En informatique, des approches dites agiles se sont structurées fin des années 90 / début des années 2000. Elles s’opposaient à la méthode classique dite du « cycle en V » (ou « waterfall » en anglais) et venaient ainsi remettre en cause quelques fondements du mode projet :
- On ne peut plus demander un engagement initial sur un périmètre précis pour une date donnée. La construction d’un outil informatique s’inscrit dans un objectif général, mais l’expérience montre qu’il est vain de vouloir tout spécifier en détail dès le début. Les conceptions sont alors trop théoriques, souvent incomplètes et, le temps que le projet les ait toutes développées, elles deviennent pour partie obsolètes. C’est pourquoi les méthodes agiles privilégient une construction itérative, s’appuyant sur des expérimentations et de retours terrains fréquents. Cela peut donner un sentiment d’insécurité au décideur qui sait seulement qu’il aura quelque chose à intervalle réguliers, mais c’est plus efficace.
- L’allocation budgétaire devient donc non déterministe. On investit sur des sujets en fonction de leur horizon de temps.

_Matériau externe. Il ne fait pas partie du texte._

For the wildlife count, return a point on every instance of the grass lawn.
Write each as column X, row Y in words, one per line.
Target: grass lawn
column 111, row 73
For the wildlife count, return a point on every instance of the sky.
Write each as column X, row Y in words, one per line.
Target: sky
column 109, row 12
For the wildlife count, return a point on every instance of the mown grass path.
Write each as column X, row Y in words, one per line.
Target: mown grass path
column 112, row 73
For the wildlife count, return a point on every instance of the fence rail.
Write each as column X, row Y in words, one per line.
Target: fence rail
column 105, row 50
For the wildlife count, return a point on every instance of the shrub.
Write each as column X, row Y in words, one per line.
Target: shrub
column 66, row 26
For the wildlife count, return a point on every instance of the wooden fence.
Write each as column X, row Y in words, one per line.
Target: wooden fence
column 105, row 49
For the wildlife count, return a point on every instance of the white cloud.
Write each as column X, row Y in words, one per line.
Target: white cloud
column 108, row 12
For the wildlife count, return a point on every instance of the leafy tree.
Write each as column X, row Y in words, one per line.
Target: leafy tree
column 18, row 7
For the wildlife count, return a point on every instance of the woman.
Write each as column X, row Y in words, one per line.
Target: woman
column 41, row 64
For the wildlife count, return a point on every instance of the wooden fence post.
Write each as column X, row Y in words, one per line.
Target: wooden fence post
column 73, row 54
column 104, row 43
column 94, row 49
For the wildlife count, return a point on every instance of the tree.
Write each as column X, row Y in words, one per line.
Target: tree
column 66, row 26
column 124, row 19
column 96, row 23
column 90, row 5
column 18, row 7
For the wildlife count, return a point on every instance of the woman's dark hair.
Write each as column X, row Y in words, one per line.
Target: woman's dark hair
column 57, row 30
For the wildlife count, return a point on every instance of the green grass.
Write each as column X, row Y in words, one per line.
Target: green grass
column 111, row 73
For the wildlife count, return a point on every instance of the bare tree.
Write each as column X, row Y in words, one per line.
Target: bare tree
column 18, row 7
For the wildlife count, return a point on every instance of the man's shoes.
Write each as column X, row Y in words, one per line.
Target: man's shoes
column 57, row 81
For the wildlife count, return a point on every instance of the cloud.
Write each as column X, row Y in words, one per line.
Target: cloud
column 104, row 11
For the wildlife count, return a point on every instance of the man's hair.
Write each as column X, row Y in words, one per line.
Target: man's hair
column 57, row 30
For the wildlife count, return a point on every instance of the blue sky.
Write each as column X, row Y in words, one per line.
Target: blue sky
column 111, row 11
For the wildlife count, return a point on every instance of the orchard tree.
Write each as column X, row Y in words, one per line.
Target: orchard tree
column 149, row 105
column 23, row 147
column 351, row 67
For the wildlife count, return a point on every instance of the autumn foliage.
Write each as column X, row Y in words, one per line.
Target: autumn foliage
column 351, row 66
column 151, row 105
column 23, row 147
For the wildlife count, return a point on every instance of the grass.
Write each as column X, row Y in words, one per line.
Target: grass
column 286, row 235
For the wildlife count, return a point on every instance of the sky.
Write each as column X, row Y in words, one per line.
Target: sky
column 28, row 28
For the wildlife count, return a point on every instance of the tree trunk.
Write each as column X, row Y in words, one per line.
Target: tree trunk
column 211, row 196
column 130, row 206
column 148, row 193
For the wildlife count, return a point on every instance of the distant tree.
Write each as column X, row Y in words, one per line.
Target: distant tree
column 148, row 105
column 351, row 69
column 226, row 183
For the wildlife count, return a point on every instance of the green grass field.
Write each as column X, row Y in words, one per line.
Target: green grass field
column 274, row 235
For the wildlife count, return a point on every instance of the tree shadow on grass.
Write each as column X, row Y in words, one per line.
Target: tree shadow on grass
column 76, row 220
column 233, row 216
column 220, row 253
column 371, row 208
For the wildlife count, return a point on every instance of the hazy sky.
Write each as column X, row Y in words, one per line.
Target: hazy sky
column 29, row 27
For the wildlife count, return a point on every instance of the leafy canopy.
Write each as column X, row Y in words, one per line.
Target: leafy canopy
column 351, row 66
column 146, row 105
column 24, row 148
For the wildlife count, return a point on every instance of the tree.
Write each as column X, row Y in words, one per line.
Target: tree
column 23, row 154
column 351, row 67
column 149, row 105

Investissements sur des expérimentations en phase d’évaluation et d’émergence, puis allocation d’un budget et de ressources fixes pour un sujet en fonction de la valeur attendue. L’objectif devient de maximiser la valeur produite sous contrainte. C’est une forme de retour de l’approche industrielle dans la construction informatique.
- Surtout, on casse la distinction « build vs run » inhérente aux projets. De fait, dans la mesure où on construit le produit informatique par petites touches, par itérations successives, en livrant souvent, ce produit est « en run » très tôt et reste « en construction » pendant très longtemps. Par ailleurs, il y a aussi une volonté philosophique de casser la dichotomie entre les « cow-boys » du projet et les « agriculteurs » de l’exploitation. L’adage devient « you build it, you run it », tu gères ce que tu as construit, et si tu as construit n’importe quoi, tu en assumes toi-même les conséquences. Les approches DEVOPS vont dans ce sens également.
Du mode projet au mode produit.
C’est ainsi que les tenants des approches agiles ont rapidement préconisé de quitter le mode projet au profit d’un mode « produit ». Plutôt que de gérer un ensemble de projets de construction et un ensemble d’applications en maintenance, l’entreprise gère un portefeuille de « produits » auxquels elle alloue des moyens tant qu’il y a de la valeur à les développer.
De la révolution du mode projet, on garde l’idée qu’il faut des ressources dédiées sur un sujet, et on garde l’idée que l’organisation se reconfigure en fonction des objectifs du moment. En revanche, on casse la distinction entre cadrage initial et exécution sur plans préétablis, et on casse l’idée d’un grand soir ou tous les objectifs rêvés sont atteints et ou il n’y a plus qu’à entrer en maintenance.
Cela crée potentiellement un sentiment d’insécurité pour le top décideur qui ne sait pas exactement ce qu’il aura pour son argent à la fin de l’année. Mais s’il accepte de faire le grand saut, il aura potentiellement eu mieux que s’il avait voulu appliquer une approche déterministe.
Bonjour Christian,
Merci pour cette réflexion. L’évolution d’un mode « projet » vers un mode « produit » induit des changements dans les postures managériales : lâcher prise, accepter un feed back d’un collaborateur ou d’un client pour améliorer les fonctionnalités d’un produit, coopérer et innover de façon pluridiciplinaire….Le leader doit être exemplaire en changeant sa propre façon de faire. C’est souvent lui qui décide de donner une direction différente (crainte de l’ubérisation, événement personnel qui va faire émerger une autre façon de diriger…). Mais on oublie souvent le management intérmédiaire, qui « opérationnalise » la stratégie. Ce sont eux qui incarnent le changement, et qu’il faut aider à se transformer.